Histoire
Fertilité et stérilité dans l’Egypte ancienne
Comme à toute époque et dans toutes les civilisations, les couples de l’Egypte ancienne ont comme priorité d’engendrer des enfants et surtout de les maintenir en vie. A cette époque, la mortalité enfantine est très élevée dans toutes les couches sociales.
C’est pourquoi, dès cette époque, des traités médicaux, tel le « papyrus Ebers », rédigé vers 1 500 avant notre ère, s'efforcent de les aider dans cette entreprise.
Fertilité et stérilité font l’objet d’études médicales mais Les médecins n'interviennent pas, sauf dans quelques cas extrêmes, qui dépassent de toute façon leurs compétences. Incantations et potions, le tout agrémenté de magie, sont le plus couramment pratiqué pour aider mère et enfant à survivre.
De maigres connaissances médicales
Le « papyrus Ebers » (du nom de l'égyptologue allemand qui a acquis le document au XIXe siècle) est un excellent aperçu des connaissances médicales de l'époque. II consacre plusieurs chapitres à la naissance et aux maladies des bébés, questions très importantes pour les Égyptiens.
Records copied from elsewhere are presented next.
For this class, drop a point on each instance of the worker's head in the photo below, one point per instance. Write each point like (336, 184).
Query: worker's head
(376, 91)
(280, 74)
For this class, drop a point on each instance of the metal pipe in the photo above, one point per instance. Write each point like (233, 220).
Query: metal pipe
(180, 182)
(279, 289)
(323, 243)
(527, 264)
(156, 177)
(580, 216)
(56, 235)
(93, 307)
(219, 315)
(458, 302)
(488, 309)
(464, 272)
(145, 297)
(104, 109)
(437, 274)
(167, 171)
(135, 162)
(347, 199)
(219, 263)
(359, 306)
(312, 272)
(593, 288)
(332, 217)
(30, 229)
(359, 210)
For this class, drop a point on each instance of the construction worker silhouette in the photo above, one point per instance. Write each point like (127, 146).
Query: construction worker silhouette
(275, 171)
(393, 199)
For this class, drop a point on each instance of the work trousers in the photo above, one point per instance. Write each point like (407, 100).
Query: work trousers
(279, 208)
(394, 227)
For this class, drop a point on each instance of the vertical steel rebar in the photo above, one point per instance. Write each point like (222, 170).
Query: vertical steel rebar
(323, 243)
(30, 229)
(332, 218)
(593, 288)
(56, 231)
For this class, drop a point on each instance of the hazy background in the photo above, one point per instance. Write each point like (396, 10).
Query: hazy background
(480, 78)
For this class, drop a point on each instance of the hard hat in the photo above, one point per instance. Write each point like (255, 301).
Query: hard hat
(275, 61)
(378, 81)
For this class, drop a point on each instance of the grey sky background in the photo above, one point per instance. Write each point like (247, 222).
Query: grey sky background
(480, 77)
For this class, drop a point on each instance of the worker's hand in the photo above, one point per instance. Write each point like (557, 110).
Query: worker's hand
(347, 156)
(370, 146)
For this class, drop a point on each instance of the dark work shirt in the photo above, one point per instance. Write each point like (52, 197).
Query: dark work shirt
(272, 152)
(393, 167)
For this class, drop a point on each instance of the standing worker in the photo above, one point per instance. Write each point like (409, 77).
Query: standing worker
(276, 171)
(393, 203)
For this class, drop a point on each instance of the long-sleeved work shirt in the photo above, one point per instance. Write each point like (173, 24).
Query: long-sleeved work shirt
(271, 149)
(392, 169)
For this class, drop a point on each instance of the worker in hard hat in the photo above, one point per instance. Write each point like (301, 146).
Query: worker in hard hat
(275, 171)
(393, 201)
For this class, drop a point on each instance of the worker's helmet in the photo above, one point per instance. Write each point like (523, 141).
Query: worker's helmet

Les remèdes proposés pour soigner les enfants accordent souvent une large place à la magie, seul recours possible lorsque la médecine ne peut rien, ce qui est le cas le plus fréquent.
Hiéroglyphe symbolisant une femme en train d'accoucher (London, British Museum).
Divers ouvrages médicaux, composés entre 2000 et 1200 avant notre ère, complètent les informations du papyrus Ebers en ce qui concerne les nouveau-nés.
Assez paradoxalement, les médecins égyptiens sont des pionniers dans certains domaines médicaux comme l'ophtalmologie ou l'anatomie. La pharmacopée égyptienne contient au moins 700 potions essentiellement végétales. Certains minéraux sont réduits en poudre et avaler avec de l'eau ou du thé.
Un processus de reproduction mal connu
Bien sûr, les Égyptiens établissent le lien entre sexualité et procréation. Cependant, ils n'ont pas de connaissances approfondies sur le processus de reproduction.
Ils n’ignorent pas le rôle des spermatozoïdes mais sans comprendre l’alchimie nécessaire à la procréation.
Ils considèrent que la semence masculine provient de la moelle des os et qu'elle provoque la formation du squelette de l'enfant dans le ventre de la femme; la chair serait quant à elle due à la mère.
Les remèdes contre la stérilité
La stérilité du couple est un phénomène qui inquiète beaucoup les Égyptiens. Par ignorance et tradition, elle est très généralement attribuée à l'épouse.
Les papyrus contiennent de nombreuses recettes permettant d'établir si la femme peut concevoir ou non.
Ainsi, il est recommandé de « Verser des melons d'eau mêlés à du lait d'une femme ayant mis au monde un garçon dans le vagin de la femme. Si elle vomit, elle enfantera. Si elle a des vents, elle n'enfantera pas ».
Accouchement, instruments chirurgicaux sur un bas-relief de Köm Ombo
La stérilité, décelée par ces méthodes qui nous paraissent aujourd’hui absurdes, est considérée comme une fatalité.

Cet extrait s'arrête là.